I think i sold out a little early with this one last week.
Still profit is profit
Always hard to predict the wild price swings with these little stocks


----------



## greggles (31 October 2017)

PSC's share price has been creeping up recently. At the end of June it was 2c and today it is at 4.8c. 

A lot of small cap miners have been seeing some positive share price movement in the last few months. Maybe it's just the stocks I've been noticing but there appears to be signs of a turnaround in the sector.

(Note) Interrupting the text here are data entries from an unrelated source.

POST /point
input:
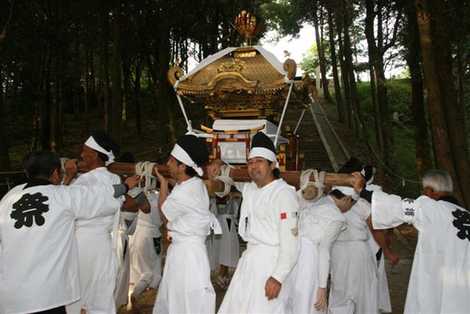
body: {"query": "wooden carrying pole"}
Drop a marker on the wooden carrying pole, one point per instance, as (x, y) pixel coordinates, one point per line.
(241, 174)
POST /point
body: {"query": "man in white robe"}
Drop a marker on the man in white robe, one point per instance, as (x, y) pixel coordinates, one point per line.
(145, 249)
(268, 222)
(97, 250)
(39, 262)
(440, 276)
(385, 305)
(320, 223)
(186, 286)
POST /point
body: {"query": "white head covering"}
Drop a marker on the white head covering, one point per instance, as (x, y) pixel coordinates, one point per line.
(262, 146)
(179, 153)
(91, 142)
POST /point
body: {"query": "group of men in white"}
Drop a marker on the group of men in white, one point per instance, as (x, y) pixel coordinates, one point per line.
(90, 243)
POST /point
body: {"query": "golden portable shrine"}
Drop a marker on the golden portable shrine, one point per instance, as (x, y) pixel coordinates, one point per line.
(244, 90)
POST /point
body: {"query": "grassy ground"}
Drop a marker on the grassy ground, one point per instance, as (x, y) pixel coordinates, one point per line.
(397, 276)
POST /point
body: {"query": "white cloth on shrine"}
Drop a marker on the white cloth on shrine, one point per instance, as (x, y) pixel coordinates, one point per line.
(186, 286)
(228, 245)
(353, 266)
(97, 252)
(127, 227)
(145, 245)
(268, 222)
(39, 264)
(319, 225)
(440, 275)
(211, 240)
(385, 304)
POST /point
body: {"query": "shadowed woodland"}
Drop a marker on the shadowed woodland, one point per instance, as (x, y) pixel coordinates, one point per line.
(68, 67)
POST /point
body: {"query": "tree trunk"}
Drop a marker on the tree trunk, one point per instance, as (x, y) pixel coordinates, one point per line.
(138, 110)
(423, 147)
(321, 56)
(436, 85)
(453, 109)
(344, 70)
(372, 50)
(4, 154)
(334, 64)
(347, 50)
(116, 77)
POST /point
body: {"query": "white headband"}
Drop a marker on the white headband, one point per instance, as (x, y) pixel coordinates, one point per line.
(263, 152)
(348, 191)
(179, 153)
(90, 142)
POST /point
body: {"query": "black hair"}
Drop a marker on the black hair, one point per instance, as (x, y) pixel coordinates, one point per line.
(195, 147)
(276, 171)
(40, 165)
(105, 141)
(352, 165)
(368, 172)
(126, 157)
(337, 194)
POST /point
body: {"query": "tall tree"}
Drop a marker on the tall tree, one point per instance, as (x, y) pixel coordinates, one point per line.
(413, 59)
(447, 118)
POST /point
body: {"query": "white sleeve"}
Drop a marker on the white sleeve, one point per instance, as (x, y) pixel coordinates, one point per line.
(287, 209)
(92, 201)
(389, 211)
(331, 233)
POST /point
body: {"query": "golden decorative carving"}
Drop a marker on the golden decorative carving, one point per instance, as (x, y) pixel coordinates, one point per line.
(174, 74)
(234, 66)
(291, 67)
(245, 24)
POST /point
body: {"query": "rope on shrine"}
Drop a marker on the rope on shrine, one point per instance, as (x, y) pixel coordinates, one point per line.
(189, 127)
(224, 176)
(305, 183)
(144, 169)
(283, 114)
(300, 121)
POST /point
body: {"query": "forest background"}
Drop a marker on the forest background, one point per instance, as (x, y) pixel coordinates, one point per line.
(68, 67)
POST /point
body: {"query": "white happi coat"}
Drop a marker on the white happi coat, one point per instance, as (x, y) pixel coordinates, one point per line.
(96, 251)
(211, 240)
(127, 225)
(39, 263)
(146, 268)
(385, 304)
(186, 286)
(228, 245)
(268, 222)
(319, 225)
(440, 275)
(353, 266)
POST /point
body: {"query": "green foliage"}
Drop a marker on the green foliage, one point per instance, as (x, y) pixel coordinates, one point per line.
(311, 61)
(404, 155)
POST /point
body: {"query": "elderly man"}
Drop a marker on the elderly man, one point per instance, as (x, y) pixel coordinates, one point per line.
(440, 276)
(97, 257)
(268, 222)
(39, 267)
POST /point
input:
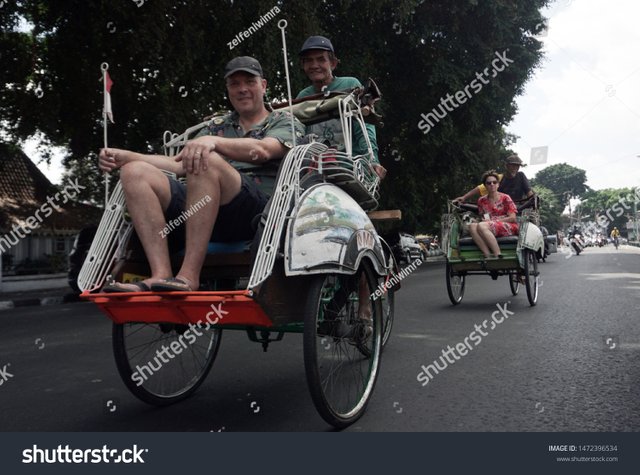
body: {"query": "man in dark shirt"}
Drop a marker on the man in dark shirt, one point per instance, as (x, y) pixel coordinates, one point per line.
(513, 183)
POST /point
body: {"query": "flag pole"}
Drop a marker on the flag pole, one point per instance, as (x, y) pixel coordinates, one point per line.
(104, 67)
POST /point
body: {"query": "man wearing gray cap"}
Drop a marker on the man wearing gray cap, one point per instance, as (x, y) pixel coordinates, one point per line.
(318, 62)
(231, 165)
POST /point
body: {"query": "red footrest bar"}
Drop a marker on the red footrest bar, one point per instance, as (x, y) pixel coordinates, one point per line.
(220, 307)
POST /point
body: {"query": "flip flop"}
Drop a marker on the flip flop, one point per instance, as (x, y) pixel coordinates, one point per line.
(172, 284)
(119, 287)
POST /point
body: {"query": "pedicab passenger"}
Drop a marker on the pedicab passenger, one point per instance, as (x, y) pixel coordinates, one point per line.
(498, 213)
(513, 183)
(319, 60)
(230, 167)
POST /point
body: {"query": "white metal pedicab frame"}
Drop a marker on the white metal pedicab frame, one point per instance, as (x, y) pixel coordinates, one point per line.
(520, 253)
(318, 260)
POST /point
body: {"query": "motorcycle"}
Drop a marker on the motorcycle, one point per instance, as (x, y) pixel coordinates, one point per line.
(576, 243)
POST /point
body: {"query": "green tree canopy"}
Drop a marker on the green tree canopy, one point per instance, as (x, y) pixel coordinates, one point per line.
(565, 180)
(611, 206)
(550, 208)
(166, 59)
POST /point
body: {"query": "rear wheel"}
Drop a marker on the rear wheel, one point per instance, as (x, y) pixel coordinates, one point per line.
(388, 299)
(342, 356)
(514, 283)
(531, 276)
(455, 285)
(157, 371)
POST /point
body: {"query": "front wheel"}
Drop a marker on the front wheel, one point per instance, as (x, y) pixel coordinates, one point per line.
(341, 347)
(163, 363)
(514, 283)
(531, 276)
(455, 285)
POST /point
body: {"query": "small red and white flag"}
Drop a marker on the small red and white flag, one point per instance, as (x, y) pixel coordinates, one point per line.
(107, 96)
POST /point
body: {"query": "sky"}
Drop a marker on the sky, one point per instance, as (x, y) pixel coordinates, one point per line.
(583, 103)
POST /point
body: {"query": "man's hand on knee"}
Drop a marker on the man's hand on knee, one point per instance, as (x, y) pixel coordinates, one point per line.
(195, 154)
(110, 159)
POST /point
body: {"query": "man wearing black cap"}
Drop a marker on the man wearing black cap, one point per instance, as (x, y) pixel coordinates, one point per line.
(513, 183)
(318, 62)
(229, 165)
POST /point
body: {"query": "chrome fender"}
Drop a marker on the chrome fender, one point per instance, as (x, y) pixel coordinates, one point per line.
(530, 237)
(330, 233)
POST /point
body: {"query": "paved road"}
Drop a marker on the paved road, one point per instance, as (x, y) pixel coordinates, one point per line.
(572, 363)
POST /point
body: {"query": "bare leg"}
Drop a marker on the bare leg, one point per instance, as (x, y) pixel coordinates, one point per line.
(221, 183)
(489, 238)
(475, 235)
(148, 194)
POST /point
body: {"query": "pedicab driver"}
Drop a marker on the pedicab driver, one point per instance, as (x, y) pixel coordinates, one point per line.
(230, 168)
(318, 62)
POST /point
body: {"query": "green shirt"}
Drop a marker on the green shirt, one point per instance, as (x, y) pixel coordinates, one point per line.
(277, 125)
(331, 130)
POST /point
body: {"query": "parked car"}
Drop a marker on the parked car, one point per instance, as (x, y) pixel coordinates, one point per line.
(410, 249)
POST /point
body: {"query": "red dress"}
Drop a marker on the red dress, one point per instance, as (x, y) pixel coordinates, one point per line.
(502, 207)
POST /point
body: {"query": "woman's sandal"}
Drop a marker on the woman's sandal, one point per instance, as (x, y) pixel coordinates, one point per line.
(172, 284)
(125, 287)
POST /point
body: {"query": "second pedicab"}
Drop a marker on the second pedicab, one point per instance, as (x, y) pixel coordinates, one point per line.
(520, 253)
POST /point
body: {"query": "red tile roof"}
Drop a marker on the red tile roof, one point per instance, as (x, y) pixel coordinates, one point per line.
(24, 189)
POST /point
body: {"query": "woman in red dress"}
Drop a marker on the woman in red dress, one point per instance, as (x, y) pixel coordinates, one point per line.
(498, 213)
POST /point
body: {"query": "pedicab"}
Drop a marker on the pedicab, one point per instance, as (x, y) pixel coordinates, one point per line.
(520, 253)
(315, 261)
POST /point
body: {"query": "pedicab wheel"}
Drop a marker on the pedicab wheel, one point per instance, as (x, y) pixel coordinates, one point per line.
(531, 276)
(341, 357)
(388, 306)
(514, 283)
(157, 380)
(455, 285)
(388, 301)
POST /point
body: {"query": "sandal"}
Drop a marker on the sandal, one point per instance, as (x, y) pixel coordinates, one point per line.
(125, 287)
(173, 284)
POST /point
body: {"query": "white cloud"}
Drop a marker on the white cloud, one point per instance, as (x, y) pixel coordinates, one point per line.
(585, 103)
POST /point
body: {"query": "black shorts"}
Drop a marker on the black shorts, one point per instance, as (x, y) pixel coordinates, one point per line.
(235, 220)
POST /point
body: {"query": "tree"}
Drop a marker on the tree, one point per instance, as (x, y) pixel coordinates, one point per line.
(550, 208)
(564, 180)
(166, 59)
(609, 207)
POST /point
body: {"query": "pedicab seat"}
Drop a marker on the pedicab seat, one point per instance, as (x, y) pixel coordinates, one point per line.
(233, 247)
(502, 241)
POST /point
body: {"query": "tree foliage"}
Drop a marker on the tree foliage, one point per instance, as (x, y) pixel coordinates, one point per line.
(565, 180)
(610, 207)
(166, 59)
(550, 208)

Interesting times.


----------



## Trav. (24 December 2020)

Trialing some new software and I still have my training wheels on so bear with me as I post a few charts and hopefully I can get 1 or 2 predictions correct

Lithium...is it time for PSC to shine ???

It appears that Wave 2 is complete and SP is about take off ( up 8% today ) with plenty of more potential for more.

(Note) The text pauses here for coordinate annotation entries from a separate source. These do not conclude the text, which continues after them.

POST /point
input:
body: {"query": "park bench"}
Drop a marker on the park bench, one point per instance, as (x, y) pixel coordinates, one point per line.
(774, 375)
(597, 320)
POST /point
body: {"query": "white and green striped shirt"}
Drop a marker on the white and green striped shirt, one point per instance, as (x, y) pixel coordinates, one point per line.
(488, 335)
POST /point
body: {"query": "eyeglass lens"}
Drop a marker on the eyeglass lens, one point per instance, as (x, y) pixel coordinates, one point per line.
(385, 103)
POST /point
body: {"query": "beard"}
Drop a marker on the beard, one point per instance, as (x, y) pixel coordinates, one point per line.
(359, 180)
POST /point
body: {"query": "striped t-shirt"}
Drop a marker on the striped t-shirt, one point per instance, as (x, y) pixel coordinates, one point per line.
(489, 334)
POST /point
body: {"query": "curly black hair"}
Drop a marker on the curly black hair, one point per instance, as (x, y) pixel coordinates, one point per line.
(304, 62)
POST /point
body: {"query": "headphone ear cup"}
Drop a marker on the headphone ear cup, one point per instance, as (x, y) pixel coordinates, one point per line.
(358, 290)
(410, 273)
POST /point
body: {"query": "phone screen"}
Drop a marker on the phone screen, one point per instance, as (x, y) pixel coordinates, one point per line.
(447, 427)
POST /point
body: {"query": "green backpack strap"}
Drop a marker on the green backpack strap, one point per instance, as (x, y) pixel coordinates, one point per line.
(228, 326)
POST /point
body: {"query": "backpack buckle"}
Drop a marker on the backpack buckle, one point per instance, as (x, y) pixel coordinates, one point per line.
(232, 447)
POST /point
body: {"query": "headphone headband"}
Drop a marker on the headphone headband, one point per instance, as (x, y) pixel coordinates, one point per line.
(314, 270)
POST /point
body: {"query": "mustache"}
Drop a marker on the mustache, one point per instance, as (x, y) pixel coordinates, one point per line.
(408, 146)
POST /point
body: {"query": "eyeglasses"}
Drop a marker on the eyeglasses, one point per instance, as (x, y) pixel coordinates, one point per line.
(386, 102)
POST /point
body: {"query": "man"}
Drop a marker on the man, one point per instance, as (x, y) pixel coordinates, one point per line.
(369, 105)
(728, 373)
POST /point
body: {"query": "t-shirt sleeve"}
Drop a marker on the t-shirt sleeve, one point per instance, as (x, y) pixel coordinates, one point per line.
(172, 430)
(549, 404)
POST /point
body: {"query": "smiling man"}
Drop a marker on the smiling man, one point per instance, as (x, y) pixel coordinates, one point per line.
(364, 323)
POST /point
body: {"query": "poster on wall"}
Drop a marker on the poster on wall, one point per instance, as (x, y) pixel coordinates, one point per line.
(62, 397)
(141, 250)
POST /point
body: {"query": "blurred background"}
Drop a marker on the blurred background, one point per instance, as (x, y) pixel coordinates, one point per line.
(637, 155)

Coming out of oversold area and looks good


----------



## Dona Ferentes (9 July 2021)

_movement at the station_

Raised $6.5 million in placement in April
Pilot plant up and running
High value petalite - a lithium aluminium phyllosilicate mineral LiAlSi4O10
Open pit near surface mining
40km from Harare, Zimbabwe

Measured to a 1% cut-off, the Arcadia project has a high grade JORC mineral resource of 43.2 million tonnes at* 1.45% lithium oxide *and 119 parts per million tantalum pentoxide for 61.5 million tonnes of lithium oxide and 11.3 million pounds of tantalum pentoxide.

The project’s DFS was updated in 2019, outlining a low-cost project with a pre-tax internal rate of return of 71% and payback within 18 months of first production.

The DFS mapped an estimated 15.5-year initial mine life – a substantial project of note in a country that has changed (or so they claim). The recent Investor Presentation talks of

Significant positive momentum in the last 12 months
Sharply lower inflation and relative currency stability
Government and policy transparency.
But the most recent prospectus can't avoid the fragility of Zimbabwe political, legal and economic systems. Yes, the government wants growth but the tack record hasn't been great.


----------



## Dona Ferentes (6 December 2021)

was doing quite well, from 15c to 75c in the last six months, but has eased off a bit since the recent Ann, 22/11. Now 66c.

_Here is an update on the current strategic partnership process for its 87%-owned Arcadia Lithium Project (Arcadia), as previously announced on 23 August 2021. _


> _Following a period of engagement (including data room access and site visits) with interested parties, over the past week, Prospect has received seven non-binding proposals for the advancement of Arcadia from a range of international parties, encompassing structures including development joint venture, offtake prepayment debt funding and outright acquisition of Prospect’s interest in Arcadia. _


----------



## greggles (29 September 2022)

Prospect Resources inks earn-in agreement with Osino Resources Corp. to acquire stake in Omaruru Lithium Project in Namibia.



> Phase one consists of a US$560,000 cash payment to acquire 20% and a commitment to spend a further US$440,000 on the Project within 1 year to earn an additional 20%.
> 
> After Prospect has completed Phase 1 and proceeds to Phase 2, Prospect will commit a further US$560,000 within a 12-month period for in-ground exploration to reach 51% ownership in the Project.
> 
> After securing 51%, further development funds are to be contributed on a pro-rata basis. If a party does not contribute their pro rata share, their shareholding will be diluted. The minority Shareholder will dilute to 15% and then such interest shall be free carried at the 15% level through to completion of the DFS.




Hard to say what this project will add up to but the market seems to think the deal is good with PSC up 11.7% today. 51% for US$1,560,000 could end up being a good deal depending on what the drilling finds.


----------